Perhaps that explains my carnal preoccupation with the ruddy Goran. Aren’t we all entranced by the means of our own future demise?

It’s not without appeal, the possibility that I was born already doomed and that everyone I loved knew more about me than I did about myself. If that’s the case I’m absolved from doing any wrong. I’m helpless and ignorant, but I am innocent.

What chafes me is the image of Leonard the puppet master, some slide-rule misfit telephoning my mother and jerking her chain. Leonard, seated at his telemarketing console, wearing his headset in Hell, dictating his philosophy to my impressionable eleven-year-old mom… the image prompts me to say, “I know him. I know Leonard.”

I say, “He’s book-smart, but he doesn’t know everything.”

My mom’s spirit looks Ctrl+Alt+Stunned.

I say, “He tricked you. Leonard bought your trust with winning lottery numbers and insider stock market tips just so you’d let me be murdered.” The words pour out, unstoppable. “Leonard’s a liar, Mom!
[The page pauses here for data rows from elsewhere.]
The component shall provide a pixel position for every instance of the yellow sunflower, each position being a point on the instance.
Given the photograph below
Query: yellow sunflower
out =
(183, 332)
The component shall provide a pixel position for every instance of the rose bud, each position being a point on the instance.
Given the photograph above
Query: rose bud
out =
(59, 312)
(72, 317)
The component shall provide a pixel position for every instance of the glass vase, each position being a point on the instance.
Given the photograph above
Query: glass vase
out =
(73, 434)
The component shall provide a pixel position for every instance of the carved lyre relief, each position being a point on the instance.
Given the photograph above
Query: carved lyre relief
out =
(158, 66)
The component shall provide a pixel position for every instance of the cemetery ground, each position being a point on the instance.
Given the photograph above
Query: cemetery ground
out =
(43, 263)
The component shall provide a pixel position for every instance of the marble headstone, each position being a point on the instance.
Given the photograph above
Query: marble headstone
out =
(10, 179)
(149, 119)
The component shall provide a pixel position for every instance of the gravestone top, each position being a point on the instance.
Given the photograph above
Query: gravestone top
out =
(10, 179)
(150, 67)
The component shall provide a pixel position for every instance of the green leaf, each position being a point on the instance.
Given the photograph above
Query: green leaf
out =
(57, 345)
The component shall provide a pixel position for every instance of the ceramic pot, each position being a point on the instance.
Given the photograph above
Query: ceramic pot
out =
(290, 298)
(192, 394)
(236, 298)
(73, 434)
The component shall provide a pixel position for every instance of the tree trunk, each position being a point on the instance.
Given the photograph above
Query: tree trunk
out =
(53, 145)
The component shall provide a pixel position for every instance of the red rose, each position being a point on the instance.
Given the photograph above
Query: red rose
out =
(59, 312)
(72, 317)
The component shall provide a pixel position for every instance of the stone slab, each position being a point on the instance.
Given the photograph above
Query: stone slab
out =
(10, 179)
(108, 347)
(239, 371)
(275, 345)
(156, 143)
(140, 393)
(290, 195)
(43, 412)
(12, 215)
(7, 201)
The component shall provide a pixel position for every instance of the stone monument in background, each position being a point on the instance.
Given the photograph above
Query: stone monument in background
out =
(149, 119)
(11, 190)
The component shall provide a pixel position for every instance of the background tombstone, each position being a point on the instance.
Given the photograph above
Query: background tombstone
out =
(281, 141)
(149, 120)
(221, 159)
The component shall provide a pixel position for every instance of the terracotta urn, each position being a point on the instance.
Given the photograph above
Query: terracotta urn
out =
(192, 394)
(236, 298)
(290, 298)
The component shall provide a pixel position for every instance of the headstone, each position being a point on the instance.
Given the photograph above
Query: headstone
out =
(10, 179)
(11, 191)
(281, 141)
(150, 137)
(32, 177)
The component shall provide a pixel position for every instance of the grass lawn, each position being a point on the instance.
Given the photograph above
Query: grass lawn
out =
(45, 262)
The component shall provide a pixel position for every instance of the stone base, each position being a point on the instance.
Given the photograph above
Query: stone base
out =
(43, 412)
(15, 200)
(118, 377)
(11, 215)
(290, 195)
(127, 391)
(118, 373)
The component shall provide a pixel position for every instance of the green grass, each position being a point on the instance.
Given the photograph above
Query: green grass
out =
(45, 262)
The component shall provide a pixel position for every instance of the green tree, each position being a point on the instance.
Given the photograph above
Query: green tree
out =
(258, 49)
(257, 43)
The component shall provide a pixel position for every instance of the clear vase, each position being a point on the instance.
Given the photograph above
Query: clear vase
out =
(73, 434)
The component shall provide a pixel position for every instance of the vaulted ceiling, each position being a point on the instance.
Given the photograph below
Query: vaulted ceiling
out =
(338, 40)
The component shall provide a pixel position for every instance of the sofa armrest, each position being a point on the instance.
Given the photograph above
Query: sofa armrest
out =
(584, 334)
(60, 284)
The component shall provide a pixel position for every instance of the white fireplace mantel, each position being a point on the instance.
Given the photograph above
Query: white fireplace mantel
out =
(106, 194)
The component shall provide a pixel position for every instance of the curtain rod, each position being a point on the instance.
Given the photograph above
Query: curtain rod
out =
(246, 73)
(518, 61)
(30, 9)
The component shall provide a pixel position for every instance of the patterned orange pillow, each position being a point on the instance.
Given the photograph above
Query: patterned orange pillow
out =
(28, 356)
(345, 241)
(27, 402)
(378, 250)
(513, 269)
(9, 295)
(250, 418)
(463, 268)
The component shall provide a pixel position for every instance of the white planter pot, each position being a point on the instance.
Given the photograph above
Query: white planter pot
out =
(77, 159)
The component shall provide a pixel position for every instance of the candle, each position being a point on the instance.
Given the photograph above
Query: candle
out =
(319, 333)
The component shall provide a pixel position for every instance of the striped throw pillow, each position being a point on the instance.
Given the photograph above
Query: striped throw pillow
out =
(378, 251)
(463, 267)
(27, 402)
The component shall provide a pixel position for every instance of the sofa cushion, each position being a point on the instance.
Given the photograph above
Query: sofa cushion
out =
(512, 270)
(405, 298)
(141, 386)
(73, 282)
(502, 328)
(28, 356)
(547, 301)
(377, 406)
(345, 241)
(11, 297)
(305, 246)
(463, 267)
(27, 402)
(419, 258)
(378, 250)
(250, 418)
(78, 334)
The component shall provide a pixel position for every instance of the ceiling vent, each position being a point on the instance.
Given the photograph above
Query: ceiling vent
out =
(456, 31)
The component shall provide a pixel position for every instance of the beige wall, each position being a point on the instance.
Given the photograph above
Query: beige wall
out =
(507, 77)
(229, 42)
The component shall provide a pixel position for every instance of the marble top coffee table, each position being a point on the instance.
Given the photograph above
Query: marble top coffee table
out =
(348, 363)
Boorism is a big mistake!”

I advance to comfort her. My arms spread wide for a nurturing hug, I say, “It’s going to be okay. You were just an idiotic eleven-year-old girl. I know the feeling….”

The blow lands across my ghost cheek. Yes, CanuckAIDSemily, a ghost can slap another ghost. And apparently a ghost mother can smack her own chubby baby girl ghost. What’s more—it hurts.

Granted, my mother’s ghost is already fading. Her body sprawled on the divan, the chest stirs. Color rises in her cheeks. The ghost hand that slapped me has almost vanished. Perhaps it’s only the idea of the slap that stings.

“You’re the liar!” shouts my vanishing blue mom. “You’re a hallucination!”

It’s not the most sensitive reaction, but I say, “Don’t be stupid.” I say, “You’re leading the entire world to Hell.”

What remains of her ghost is invisible. Only her words hang in the air of the salon, almost inaudible as she says, “Whatever you are, you’re not my daughter. You’re an evil, overweight nightmare. My real child is beautiful and perfect, and on this very day she has returned to bring eternal sunshine to all of mankind.”